AI Infrastructure & Platform Operations Engineer

name·Remote(Poland)

AI & Machine Learning

Excel

WFA Digital Insight

The demand for skilled AI infrastructure engineers is on the rise, with a 25% increase in job openings in the past year alone. As companies invest heavily in AI infrastructure, professionals with expertise in NVIDIA GPUs, Kubernetes, and high-performance networking are in high demand. With the global AI market expected to reach

90 billion by 2025, this role offers a unique opportunity to be at the forefront of AI innovation. Candidates should be prepared to showcase their technical expertise and experience working in complex infrastructure environments. Before applying, it's essential to understand the company's vision for AI infrastructure and how this role contributes to its growth.

Job Description

About the Role

As an AI Infrastructure & Platform Operations Engineer, you will play a crucial role in the European AI Infrastructure & Platform Operations team. Your primary responsibility will be to monitor, operate, and support large-scale AI infrastructure environments powered by cutting-edge technologies such as NVIDIA GPUs, high-performance networking, and Kubernetes. The team is responsible for ensuring the smooth operation of these environments, and your expertise will be instrumental in resolving infrastructure-related incidents and improving overall system efficiency.

The AI Infrastructure & Platform Operations team is at the forefront of AI innovation, working with the latest technologies to drive business growth.
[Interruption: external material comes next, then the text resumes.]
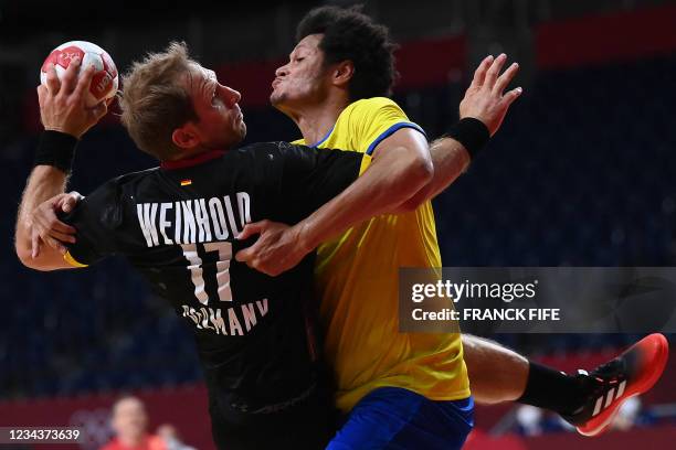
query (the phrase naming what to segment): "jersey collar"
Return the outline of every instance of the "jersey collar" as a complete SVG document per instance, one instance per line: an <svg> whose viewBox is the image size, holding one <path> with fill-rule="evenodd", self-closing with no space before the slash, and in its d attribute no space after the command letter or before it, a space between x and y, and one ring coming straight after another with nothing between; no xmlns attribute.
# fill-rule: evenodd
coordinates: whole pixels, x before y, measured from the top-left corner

As a key member of this team, you will have the opportunity to gain exposure to next-generation AI infrastructure and contribute to shaping the future of AI-powered operations. Your work will have a direct impact on the company's ability to deliver high-quality AI solutions, making this a highly rewarding role for those passionate about AI and infrastructure.

What You Will Do

Monitor and operate production AI infrastructure platforms to ensure high availability and performance
Investigate and resolve infrastructure, networking, hardware, and platform-related incidents
Collaborate with cross-functional teams to implement new technologies and improve existing infrastructure
Develop and maintain operational documentation and runbooks for AI infrastructure environments
Participate in shift-based operational environments, providing 24/7 support for critical systems
Work closely with the development team to ensure seamless integration of new features and technologies
Analyze system performance and provide recommendations for optimization
Develop and implement automation scripts to improve efficiency and reduce manual errors
Stay up-to-date with the latest advancements in AI infrastructure and platform technologies

What We Are Looking For

At least 3+ years of experience in infrastructure operations, platform operations, network operations, site reliability engineering, cloud operations, or related technical roles
Strong Linux administration and troubleshooting skills
Good understanding of networking concepts and experience diagnosing infrastructure-related issues
Working knowledge of Kubernetes in production environments
Experience supporting production infrastructure and services
Strong analytical and problem-solving skills
Experience working within structured operational and incident management processes
Excellent communication and collaboration skills

Nice to Have

Experience with NVIDIA GPU technologies and high-performance computing environments
Knowledge of cloud platforms such as AWS or Azure
Familiarity with containerization technologies like Docker
Experience with automation tools like Ansible or Terraform

Benefits and Perks

Competitive salary and benefits package
Opportunity to work with cutting-edge AI technologies and contribute to the development of next-generation AI infrastructure
Collaborative and dynamic work environment with a team of experienced professionals
Professional development opportunities, including training and conference attendance
Flexible working hours and remote work options
Access to the latest tools and technologies
Recognition and reward for outstanding performance
Comprehensive health insurance and retirement plan

How to Stand Out

Ensure your resume highlights specific experience with Linux administration, Kubernetes, and high-performance networking.
Be prepared to provide examples of complex infrastructure issues you've resolved in the past.
Familiarize yourself with NVIDIA GPU technologies and their applications in AI infrastructure.
Showcase your ability to work collaboratively in a team environment and effectively communicate technical concepts.
Consider creating a personal project or contributing to open-source projects to demonstrate your skills in AI infrastructure and platform operations.
Prepare to discuss your experience with automation tools and scripting languages.
Research the company's approach to AI infrastructure and be ready to discuss how your skills align with their vision.

This is a remote position listed on WFA Digital, the platform for professionals who work from anywhere. Browse more remote jobs across all categories.